问题
I've been trying to use mprotect
against reading first, and then writing.
Is here my code
#include <sys/types.h>
#include <sys/mman.h>
#include <stdio.h>
#include <stdlib.h>
#include <unistd.h>
int main(void)
{
int pagesize = sysconf(_SC_PAGE_SIZE);
int *a;
if (posix_memalign((void**)&a, pagesize, sizeof(int)) != 0)
perror("memalign");
*a = 42;
if (mprotect(a, pagesize, PROT_WRITE) == -1) /* Resp. PROT_READ */
perror("mprotect");
printf("a = %d\n", *a);
*a = 24;
printf("a = %d\n", *a);
free (a);
return 0;
}
Under Linux here are the results:
Here is the output for PROT_WRITE
:
$ ./main
a = 42
a = 24
and for PROT_READ
$ ./main
a = 42
Segmentation fault
Under Mac OS X 10.7:
Here is the output for PROT_WRITE
:
$ ./main
a = 42
a = 24
and for PROT_READ
$ ./main
[1] 2878 bus error ./main
So far, I understand that OSX / Linux behavior might be different, but I don't understand why PROT_WRITE
does not crash the program when reading the value with printf
.
Can someone explain this part?
回答1:
There are two things that you are observing:
mprotect
was not designed to be used with heap pages. Linux and OS X have slightly different handling of the heap (remember that OS X uses the Mach VM). OS X does not like it's heap pages to be tampered with.You can get identical behaviour on both OSes if you allocate your page via
mmap
a = mmap(NULL, pagesize, PROT_READ | PROT_WRITE, MAP_ANON | MAP_PRIVATE, -1, 0); if (a == MAP_FAILED) perror("mmap");
This is a restriction of your MMU (x86 in my case). The MMU in x86 does not support writable, but not readable pages. Thus setting
mprotect(a, pagesize, PROT_WRITE)
does nothing. while
mprotect(a, pagesize, PROT_READ)
removed write priveledges and you get a SIGSEGV as expected.
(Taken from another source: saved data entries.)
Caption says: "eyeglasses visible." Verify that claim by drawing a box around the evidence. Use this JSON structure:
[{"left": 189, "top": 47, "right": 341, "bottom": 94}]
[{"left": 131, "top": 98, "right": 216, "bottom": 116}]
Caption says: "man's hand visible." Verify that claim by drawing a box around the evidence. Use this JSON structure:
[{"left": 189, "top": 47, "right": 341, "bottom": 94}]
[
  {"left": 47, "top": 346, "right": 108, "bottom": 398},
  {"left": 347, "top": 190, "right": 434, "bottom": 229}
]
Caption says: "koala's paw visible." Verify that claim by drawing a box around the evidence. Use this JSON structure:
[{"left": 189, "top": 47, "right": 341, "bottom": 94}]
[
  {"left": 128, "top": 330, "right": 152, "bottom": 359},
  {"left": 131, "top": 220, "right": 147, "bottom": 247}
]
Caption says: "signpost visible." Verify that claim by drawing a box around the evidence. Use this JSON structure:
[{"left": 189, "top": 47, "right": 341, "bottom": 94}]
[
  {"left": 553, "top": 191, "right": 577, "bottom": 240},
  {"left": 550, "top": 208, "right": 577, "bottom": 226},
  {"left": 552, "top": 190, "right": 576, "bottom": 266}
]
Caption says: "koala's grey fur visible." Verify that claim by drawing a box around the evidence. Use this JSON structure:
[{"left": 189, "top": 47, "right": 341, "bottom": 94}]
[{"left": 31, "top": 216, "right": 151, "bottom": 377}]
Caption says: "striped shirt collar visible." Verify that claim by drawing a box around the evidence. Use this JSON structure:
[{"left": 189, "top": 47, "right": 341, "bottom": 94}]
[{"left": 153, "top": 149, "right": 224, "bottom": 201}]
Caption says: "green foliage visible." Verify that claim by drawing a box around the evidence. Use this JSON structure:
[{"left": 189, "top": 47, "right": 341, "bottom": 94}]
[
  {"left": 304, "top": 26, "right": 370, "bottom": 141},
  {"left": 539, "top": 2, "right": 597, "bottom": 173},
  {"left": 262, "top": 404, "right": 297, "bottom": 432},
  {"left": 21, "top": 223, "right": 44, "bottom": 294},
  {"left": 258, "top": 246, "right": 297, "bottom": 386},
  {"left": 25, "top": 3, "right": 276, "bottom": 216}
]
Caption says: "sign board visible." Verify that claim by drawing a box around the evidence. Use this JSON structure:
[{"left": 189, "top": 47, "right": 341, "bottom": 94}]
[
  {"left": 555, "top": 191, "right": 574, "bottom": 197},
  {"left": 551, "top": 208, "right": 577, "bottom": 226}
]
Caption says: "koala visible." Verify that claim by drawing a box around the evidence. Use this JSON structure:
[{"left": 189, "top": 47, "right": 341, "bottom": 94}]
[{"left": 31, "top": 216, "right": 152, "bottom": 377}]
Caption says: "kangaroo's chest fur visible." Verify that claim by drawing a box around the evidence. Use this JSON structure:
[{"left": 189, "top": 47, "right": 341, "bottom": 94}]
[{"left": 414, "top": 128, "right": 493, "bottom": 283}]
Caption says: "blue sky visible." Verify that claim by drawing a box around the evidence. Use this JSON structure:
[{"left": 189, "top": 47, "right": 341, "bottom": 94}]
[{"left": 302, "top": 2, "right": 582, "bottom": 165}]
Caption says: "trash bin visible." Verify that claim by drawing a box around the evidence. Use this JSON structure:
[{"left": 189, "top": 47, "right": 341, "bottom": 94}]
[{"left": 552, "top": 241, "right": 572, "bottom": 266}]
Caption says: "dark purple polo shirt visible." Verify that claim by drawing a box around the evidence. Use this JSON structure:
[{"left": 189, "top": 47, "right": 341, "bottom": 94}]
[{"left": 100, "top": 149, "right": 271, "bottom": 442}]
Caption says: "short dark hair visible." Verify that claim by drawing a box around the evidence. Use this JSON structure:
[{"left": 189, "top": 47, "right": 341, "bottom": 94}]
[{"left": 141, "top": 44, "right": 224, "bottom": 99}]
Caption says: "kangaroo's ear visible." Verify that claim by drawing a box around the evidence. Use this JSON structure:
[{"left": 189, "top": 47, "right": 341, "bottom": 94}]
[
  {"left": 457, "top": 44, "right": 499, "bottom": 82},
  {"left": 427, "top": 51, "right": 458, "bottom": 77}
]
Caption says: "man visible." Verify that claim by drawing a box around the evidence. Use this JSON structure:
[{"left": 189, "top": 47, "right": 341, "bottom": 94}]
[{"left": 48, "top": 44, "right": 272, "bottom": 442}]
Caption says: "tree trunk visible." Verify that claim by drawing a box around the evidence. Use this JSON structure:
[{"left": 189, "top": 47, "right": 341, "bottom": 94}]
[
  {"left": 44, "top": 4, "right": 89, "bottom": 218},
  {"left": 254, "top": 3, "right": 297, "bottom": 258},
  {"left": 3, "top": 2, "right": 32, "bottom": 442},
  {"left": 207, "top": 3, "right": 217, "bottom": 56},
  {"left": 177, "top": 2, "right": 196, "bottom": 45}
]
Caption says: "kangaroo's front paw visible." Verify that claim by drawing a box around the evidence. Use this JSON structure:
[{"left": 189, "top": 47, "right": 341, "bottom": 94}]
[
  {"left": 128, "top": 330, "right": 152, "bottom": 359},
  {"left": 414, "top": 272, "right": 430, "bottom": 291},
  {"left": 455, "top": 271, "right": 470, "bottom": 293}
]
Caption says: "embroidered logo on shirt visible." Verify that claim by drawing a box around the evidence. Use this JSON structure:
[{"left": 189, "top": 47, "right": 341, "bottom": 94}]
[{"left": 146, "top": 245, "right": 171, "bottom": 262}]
Also although it doesn't seem to be an issue here, you should either compile your code with -O0
or set a
to volatile int *
to avoid any compiler optimisations.
回答2:
Most operating systems and/or cpu architectures automatically make something readable when it writeable, so PROT_WRITE
most often implies PROT_READ
as well. It's simply not possible to make something writeable without making it readable. The reasons can be speculated on, either it's not worth the effort to make an additional readability bit in the MMU and caches, or as it was on some earlier architectures, you actually need to read through the MMU into a cache before you can write, so making something unreadable automatically makes it unwriteable.
Also, it's likely that printf
tries to allocate from memory that you damaged with mprotect
. You want to allocate a full page from libc when you're changing its protection, otherwise you'll be changing the protection of a page that you don't own fully and libc doesn't expect it to be protected. On your MacOS test with PROT_READ
this is what happens. printf
allocates some internal structures, tries to access them and crashes when they are read only.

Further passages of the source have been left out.